Subject: [PATCH] tests/tcg/i386: Introduce and use reg_t consistently
MIME-Version: 1.0
Content-Type: text/plain; charset=UTF-8
Content-Transfer-Encoding: 8bit
Define reg_t based on the actual register width.
Define the inlines using that type. This will allow
input registers to 32-bit insns to be set to 64-bit
values on x86-64, which allows testing various edge cases.

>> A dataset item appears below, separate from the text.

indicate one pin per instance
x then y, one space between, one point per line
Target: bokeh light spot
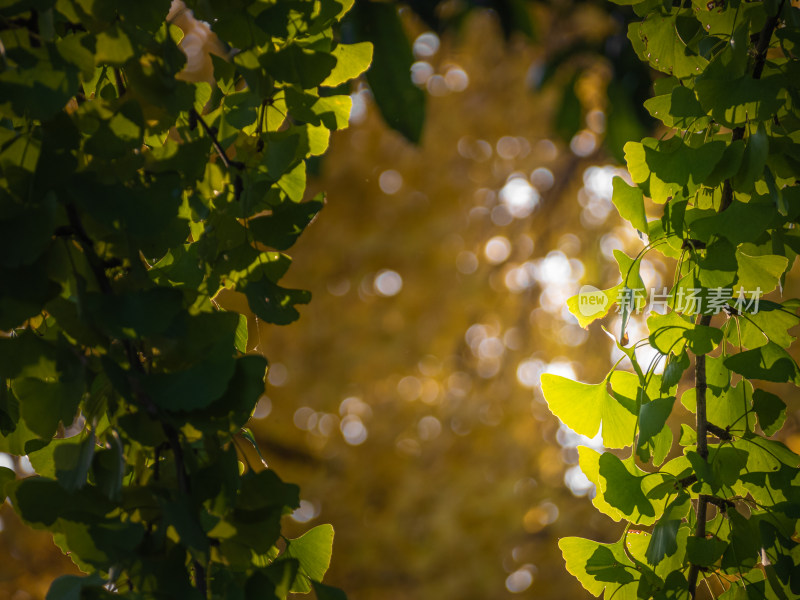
388 282
497 249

Signed-off-by: Richard Henderson <richard.henderson@linaro.org>
Reviewed-by: Philippe Mathieu-Daudé <philmd@linaro.org>
Message-Id: <20230114230542.3116013-2-richard.henderson@linaro.org>
Signed-off-by: Paolo Bonzini <pbonzini@redhat.com>
(cherry-picked from commit 5d62d6649cd367b5b4a3676e7514d2f9ca86cb03)
Signed-off-by: Fiona Ebner <f.ebner@proxmox.com>
---
tests/tcg/i386/test-i386-bmi2.c | 182 ++++++++++++++++----------------
1 file changed, 93 insertions(+), 89 deletions(-)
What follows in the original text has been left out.